When you allow daydreams to fill that gap to get you through the tough times, or even when you’re just letting your imagination get the best of you, the dreams can gradually evolve into the reason you were writing in the first place. They were how you got through the tough times, so now they have to come true for it to be worth it. They start to become a crutch–take that crutch away and you fall over because you were leaning on an endlessly elusive dream.

This all started because my daughter read Carissa’s post on the subject and it sold her on reading that blog regularly. I have to say it got me, too. But my kid went on to tell how I text her to tell her how many hits I have on this blog and, to me at least, it sounded like she was concerned that I might be depending too much on this number. And maybe, in a way, I was.

I started this blog as part of my “writer’s platform.” It’s the 21st Century way of selling by word of mouth, still the undisputed king of sales. You read a book, like it and tell me. I read it, like it and tell someone else. And so on.

We  live in a world where Ashton Kutcher tried for a million followers on Facebook and we tend to find self-importance in how many friends or followers we have. This is the danger Mr. Bransford was talking about, where we substitute numbers on a monitor for self-esteem. And it’s easy to slip into. I still look at how many hits I have when I log on, and to be honest, I’m a little astonished to have 60+ hits only a week or so after I started this exercise. But, I look at this as a part of my writing platform, a way to talk about what I’m going through as an unpublished writer. My version of Marco Polo‘s journal, as it were. And I intend to keep adding to it when I’m published (how’s that for self-confidence? Or is it self-delusion?).

I don’t know how many people are visiting this blog. I try to post on my Facebook page whenever I write a new entry here, so I hope at least a couple of the people I know there are reading some of this. But my daughter says most of the writer’s blogs she’s visited have very few comments (a fact that came as a relief to me. Whew!), so I guess I’m doing okay to get as many hits as I have, even if almost nobody comments on what I’m saying.

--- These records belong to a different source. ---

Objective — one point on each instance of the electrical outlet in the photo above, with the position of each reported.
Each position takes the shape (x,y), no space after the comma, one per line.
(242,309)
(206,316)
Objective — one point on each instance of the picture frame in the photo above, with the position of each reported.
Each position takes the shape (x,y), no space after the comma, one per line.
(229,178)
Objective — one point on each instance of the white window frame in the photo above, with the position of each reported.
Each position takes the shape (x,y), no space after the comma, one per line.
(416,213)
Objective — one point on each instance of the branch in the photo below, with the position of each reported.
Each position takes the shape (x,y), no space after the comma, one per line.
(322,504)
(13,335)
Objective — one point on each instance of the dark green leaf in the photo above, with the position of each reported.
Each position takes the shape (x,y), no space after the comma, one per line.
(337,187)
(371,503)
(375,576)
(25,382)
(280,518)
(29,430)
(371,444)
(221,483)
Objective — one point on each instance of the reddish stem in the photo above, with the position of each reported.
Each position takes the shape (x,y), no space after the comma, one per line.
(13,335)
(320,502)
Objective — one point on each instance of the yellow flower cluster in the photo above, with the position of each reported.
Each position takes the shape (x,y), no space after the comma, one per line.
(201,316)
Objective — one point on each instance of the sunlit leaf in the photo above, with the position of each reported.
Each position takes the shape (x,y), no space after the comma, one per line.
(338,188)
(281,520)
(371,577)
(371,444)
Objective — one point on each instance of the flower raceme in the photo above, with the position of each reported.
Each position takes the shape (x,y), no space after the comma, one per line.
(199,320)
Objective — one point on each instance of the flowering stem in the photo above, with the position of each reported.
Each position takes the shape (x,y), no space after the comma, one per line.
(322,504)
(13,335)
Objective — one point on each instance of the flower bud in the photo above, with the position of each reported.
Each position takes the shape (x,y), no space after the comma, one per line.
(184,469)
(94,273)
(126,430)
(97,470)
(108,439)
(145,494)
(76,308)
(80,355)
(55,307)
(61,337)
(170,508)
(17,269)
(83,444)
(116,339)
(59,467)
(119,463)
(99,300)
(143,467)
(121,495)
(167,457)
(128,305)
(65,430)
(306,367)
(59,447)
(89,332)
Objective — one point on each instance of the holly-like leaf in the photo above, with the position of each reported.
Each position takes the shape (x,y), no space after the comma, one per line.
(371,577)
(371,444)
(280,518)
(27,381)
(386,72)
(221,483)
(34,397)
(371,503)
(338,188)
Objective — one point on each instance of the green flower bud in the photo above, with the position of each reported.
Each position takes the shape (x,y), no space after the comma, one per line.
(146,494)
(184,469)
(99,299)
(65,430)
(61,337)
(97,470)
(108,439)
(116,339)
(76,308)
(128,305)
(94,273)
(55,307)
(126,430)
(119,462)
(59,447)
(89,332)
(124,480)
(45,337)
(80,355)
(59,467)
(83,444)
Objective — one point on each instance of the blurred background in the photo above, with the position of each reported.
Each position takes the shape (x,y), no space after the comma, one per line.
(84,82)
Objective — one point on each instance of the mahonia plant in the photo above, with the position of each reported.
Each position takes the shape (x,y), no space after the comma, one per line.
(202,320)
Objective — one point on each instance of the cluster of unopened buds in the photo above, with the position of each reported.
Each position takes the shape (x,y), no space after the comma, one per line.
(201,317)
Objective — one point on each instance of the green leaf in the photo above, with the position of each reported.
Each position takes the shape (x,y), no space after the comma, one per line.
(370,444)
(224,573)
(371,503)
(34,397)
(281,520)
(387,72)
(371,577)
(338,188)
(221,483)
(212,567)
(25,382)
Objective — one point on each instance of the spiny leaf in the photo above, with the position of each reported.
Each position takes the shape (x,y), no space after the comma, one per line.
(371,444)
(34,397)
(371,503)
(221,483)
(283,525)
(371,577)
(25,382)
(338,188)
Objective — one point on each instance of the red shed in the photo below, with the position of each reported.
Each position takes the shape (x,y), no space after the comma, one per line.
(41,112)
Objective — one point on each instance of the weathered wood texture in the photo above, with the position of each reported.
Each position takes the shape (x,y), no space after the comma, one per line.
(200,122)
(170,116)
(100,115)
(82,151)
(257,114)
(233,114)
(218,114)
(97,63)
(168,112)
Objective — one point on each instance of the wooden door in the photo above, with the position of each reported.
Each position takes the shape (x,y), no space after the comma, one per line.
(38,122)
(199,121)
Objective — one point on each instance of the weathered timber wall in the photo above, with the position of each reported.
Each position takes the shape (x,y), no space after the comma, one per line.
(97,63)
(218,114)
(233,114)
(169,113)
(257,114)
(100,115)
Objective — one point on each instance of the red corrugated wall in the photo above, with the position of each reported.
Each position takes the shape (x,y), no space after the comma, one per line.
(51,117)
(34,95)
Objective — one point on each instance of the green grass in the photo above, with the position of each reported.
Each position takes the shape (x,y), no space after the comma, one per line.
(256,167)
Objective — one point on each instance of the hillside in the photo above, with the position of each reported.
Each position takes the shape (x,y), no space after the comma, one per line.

So, for all you who are reading me now, hang around. One of the things I like most about doing this blog is that it gets my creative juices flowing and fires me up to write what, at some point in the future, will hopefully be paying words. So stick around. One day I hope to announce the publication of my first book on these very pages. Hope you’re still here for that. That’s when I’ll get caught up in some numbers. Especially the ones on my advance check.